Notebook: use database index properly

This is a notebook including what I have learned and summarized from the website: use-the-index-luke, all figures are from here as well.

Chapter 1. Anatomy of an Index

Leaf nodes

Index entry: consists of indexed columns value and corresponding row ID, so it can quickly find the row in data table.
Index entries are stored in a block (the smallest database storage unit) and logically linked together using Doubly Linked Lists.
The hierarchy looks like this: Block(physical) -> Many Leaf Nodes -> Many Index Entries
Which means in order to find a index, you have to find the right block, then right leaf node, and finally the needed index. So the database needs a second structure to find the left node quickly —-> Using B-Tree

B-Tree

Here comes branch nodes layer, it is added on top of leaf nodes layer and stores the biggest indexed column value of a leaf node, and this grouping and generalization repeats until finally there is only one root node.

See below figure about the logical structure.

root-note_to_index-entry

This creates a balanced tree: B-Tree, which means the tree depth for each leaf node is the same.

Put as many entries as possible in each node level makes the database handling millions of index entries within just 4 or 5 tree depth.

Slow Indexes - Part I

Factor 1: leaf node chain. When there are multiple entries matched when searching the index, the DB must read further next leaf node to see if there are more matching entries. So not only Tree Traversal, but also Leaf Node Chain. But this only applies to non-unique column.
Factor 2: Access the table. A single leaf node might need many db hits, and those hits might scattered across many table blocks, so IO bottleneck comes.

Chapter 2. The Where Clause

The Equality Operator

Primary Keys

An index is created automatically on the Primary Key.
When primary key is the only column used in WHERE clause, the clause cannot match multiple rows, then the DB doesn’t need to follow the index leaf node. An negative example shown below, since the value 57 is not unique, the DB has to go further for each node to check and fetch the index:

follow-leaf_node_chain

The uniqueness of the primary key also guarantees that no more than one table access.

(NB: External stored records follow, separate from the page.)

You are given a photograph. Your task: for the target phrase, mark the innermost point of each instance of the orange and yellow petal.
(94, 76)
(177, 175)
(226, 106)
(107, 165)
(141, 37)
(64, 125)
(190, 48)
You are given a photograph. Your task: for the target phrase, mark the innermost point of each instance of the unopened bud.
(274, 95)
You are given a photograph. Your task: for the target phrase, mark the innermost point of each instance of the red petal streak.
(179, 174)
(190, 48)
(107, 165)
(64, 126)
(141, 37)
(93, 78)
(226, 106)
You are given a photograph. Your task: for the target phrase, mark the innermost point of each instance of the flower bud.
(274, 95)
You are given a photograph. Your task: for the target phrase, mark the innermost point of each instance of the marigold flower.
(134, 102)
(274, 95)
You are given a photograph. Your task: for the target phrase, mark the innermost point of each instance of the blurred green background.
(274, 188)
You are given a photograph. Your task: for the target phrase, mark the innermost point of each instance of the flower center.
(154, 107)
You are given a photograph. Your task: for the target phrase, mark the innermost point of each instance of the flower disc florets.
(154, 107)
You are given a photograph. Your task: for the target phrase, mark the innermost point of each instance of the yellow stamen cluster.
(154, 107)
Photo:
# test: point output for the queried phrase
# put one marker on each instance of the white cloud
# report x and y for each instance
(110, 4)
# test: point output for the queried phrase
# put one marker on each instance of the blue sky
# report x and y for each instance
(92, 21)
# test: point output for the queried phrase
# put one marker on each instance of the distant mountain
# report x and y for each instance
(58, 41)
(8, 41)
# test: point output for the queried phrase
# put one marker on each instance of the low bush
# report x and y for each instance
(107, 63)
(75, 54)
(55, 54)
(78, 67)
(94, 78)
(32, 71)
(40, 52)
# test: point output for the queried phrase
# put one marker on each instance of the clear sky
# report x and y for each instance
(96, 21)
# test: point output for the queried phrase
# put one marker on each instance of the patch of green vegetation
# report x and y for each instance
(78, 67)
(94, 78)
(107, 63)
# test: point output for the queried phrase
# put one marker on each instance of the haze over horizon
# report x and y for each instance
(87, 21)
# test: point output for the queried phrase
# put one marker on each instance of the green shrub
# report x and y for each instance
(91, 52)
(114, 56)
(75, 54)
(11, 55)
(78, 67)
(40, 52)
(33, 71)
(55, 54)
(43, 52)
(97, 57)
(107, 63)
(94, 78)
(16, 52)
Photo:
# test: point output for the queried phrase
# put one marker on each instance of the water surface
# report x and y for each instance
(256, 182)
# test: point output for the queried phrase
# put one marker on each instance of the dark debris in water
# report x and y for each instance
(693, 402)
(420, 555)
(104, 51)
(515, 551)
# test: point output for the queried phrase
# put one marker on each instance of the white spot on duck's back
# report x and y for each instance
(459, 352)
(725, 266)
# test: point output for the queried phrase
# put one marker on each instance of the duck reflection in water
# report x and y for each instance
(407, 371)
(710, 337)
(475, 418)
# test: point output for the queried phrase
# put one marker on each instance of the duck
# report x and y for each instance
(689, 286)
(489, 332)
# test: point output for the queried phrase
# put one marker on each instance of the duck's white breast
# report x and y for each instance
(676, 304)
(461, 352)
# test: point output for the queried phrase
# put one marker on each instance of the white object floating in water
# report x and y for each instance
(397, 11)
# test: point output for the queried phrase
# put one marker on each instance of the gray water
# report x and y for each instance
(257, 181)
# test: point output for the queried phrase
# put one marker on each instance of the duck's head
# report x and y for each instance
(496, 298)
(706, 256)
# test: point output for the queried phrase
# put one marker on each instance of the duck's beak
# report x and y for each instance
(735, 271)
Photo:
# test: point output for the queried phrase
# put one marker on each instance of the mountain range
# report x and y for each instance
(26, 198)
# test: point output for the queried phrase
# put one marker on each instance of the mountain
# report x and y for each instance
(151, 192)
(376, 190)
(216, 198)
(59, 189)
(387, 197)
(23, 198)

So, both of the Slow Indexes factors are not present for Where Clause == {Primary Key}.

Concatenated Indexes

An index of multiple columns, also known as composite index, combined index.

The column order of the index does matter, it affects its usability, so has to be chosen carefully.

Issue: when query only part of the composite index, a full table scan is performed instead of using the index, this can be verified by the execution plan. This means that with table size grows continuously, the query time can increase tremendously.

A full table scan can be more appropriate when retrieving a large part of the table. This is because index lookup reads the data block by block, whereas the full table scan can read larger chunks at one time (multi-block read) and therefore need less fewer read operations.

The most important consideration when defining a composite index is how to choose the column ORDER so it can be used as often as possible.

Of course it is possible to create multiple indexes with each for one column or multiple columns that we need to query, but single-index solution is till preferred for two reasons: 1) save storage space 2) overhead maintenance for the second index. 3) fewer indexes, better insert, delete and update performance.

Slow Index - Part II

The Query Optimizer is part of the db system and is used to transform the SQL statement into an execution plan. There are two types of optimizer: 1) Cost-based optimizer, it is based on the operations in use and the estimated row numbers, and finally the cost value serves as the benchmark for pick the “best” execution plan. 2) Rule-based optimizer, the execution plan is generated using a set of hard-coded rules, which means it is less flexible and barely used today.

Choosing the best execution plan based on the table’s data distribution, so it is better to keep the database content’s statistics up-to-date, so update the statistics after every index change.

Functions

Case-Insensitive Search Using UPPER or LOWER

SELECT first_name, last_name, phone_number
  FROM employees
 WHERE UPPER(last_name) = UPPER('winand')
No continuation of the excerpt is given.